"NKRI Harga Mati". Sebaris kalimat itu terpampang di tugu perbatasan Garuda Perkasa yang berdiri kokoh di Pulau Sebatik, Kabupaten Nunukan, Kalimantan Utara.
Tugu yang terletak di Desa Aji Kuning, Kecamatan Sebatik, itu menjadi tapal batas wilayah Indonesia-Malaysia.
Slogan sarat makna itu mengandung arti mendalam menyangkut sebuah keteguhan memegang prinsip atas kedaulatan Negara Kesatuan Republik Indonesia (NKRI).
Dalam konteks pengamanan wilayah perbatasan semboyan itu menjadi sangat penting, karena Sebatik merupakan salah satu pulau terluar NKRI dan menjadi pintu gerbang Indonesia di wilayah Kalimantan Utara yang berbatasan langsung dengan negeri Sabah, Malaysia.
Pulau Sebatik terbagi dua.

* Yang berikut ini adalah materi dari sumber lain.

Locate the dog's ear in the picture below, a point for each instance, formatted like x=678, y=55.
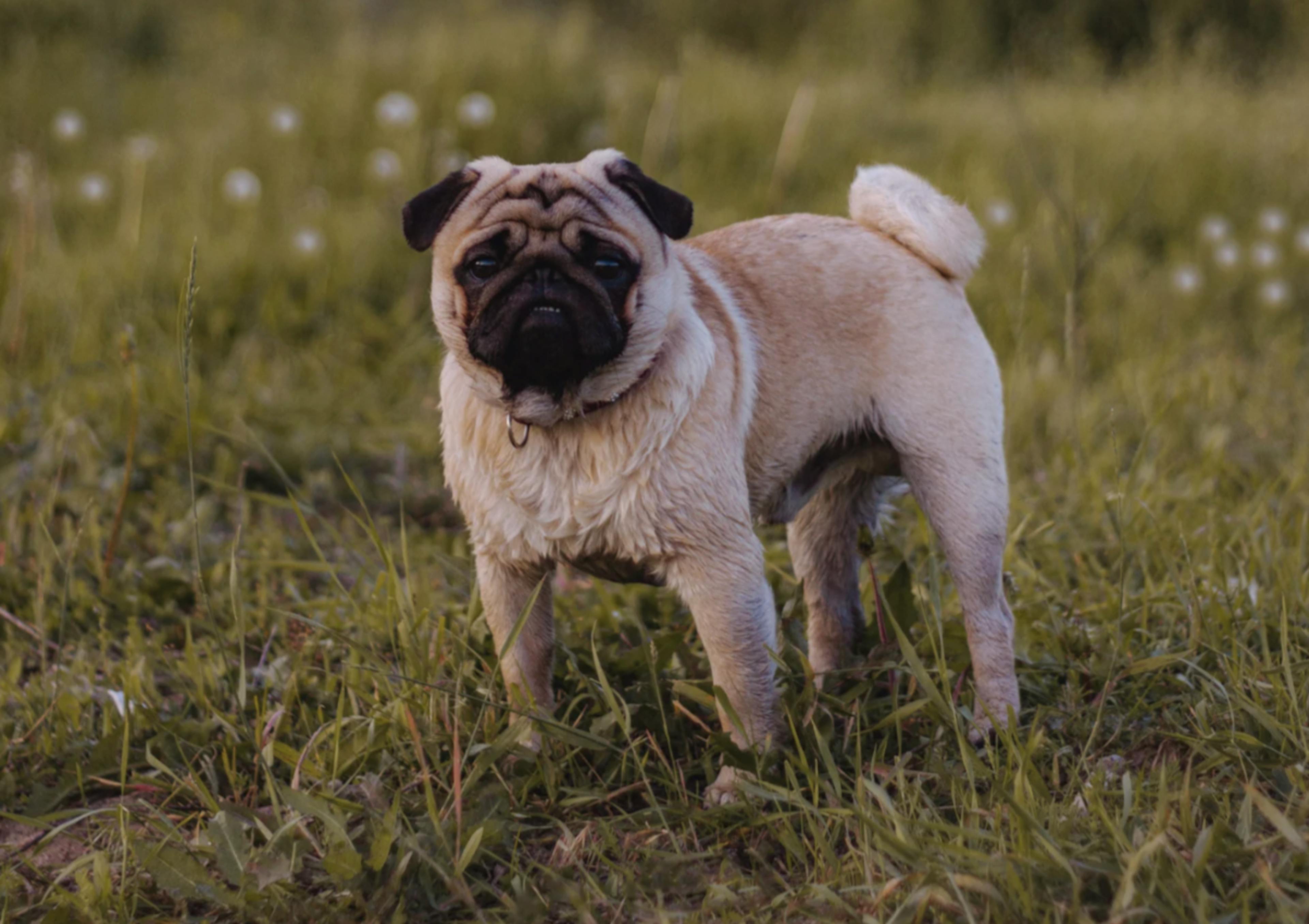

Di bagian utara seluas 187,23 kilimeter persegi masuk wilayah negara bagian Sabah, Malaysia, sedang bagian selatan seluas 246.61 kilometer persegi menjadi bagian dari Kabupaten Nunukan, Provinsi Kalimantan Utara.
Pulau yang merupakan beranda depan NKRI itu membutuhkan perhatian serius Pemerintah Indonesia, terutama TNI dan Polri dalam pengamanan, karena wilayah di ujung negeri ini kerap terjadi berbagai pelanggaran.
Di wilayah itu juga sering terjadi kejahatan lintas negara, seperti penyelundupan narkoba dan berbagai jenis barang terlarang lainnya.
Kekhawatiran akan lunturnya rasa nasionalisme yang berdampak terhadap keutuhan NKRI juga menjadi persoalan lain di wilayah perbatasan itu.
Pelanggaran batas wilayah udara di Pulau Sebatik itu juga memunculkan kekhawatiran, karena akan mengancam kedaulatan NKRI. Di Kabupaten Nunukan seringkali dimasuki pesawat-pesawat udara Malaysia.
Markas Besar (Mabes) TNI AU mengakui wilayah batas udara Indonesia-Malaysia di Kabupaten Nunukan rawan terjadi pelanggaran batas udara.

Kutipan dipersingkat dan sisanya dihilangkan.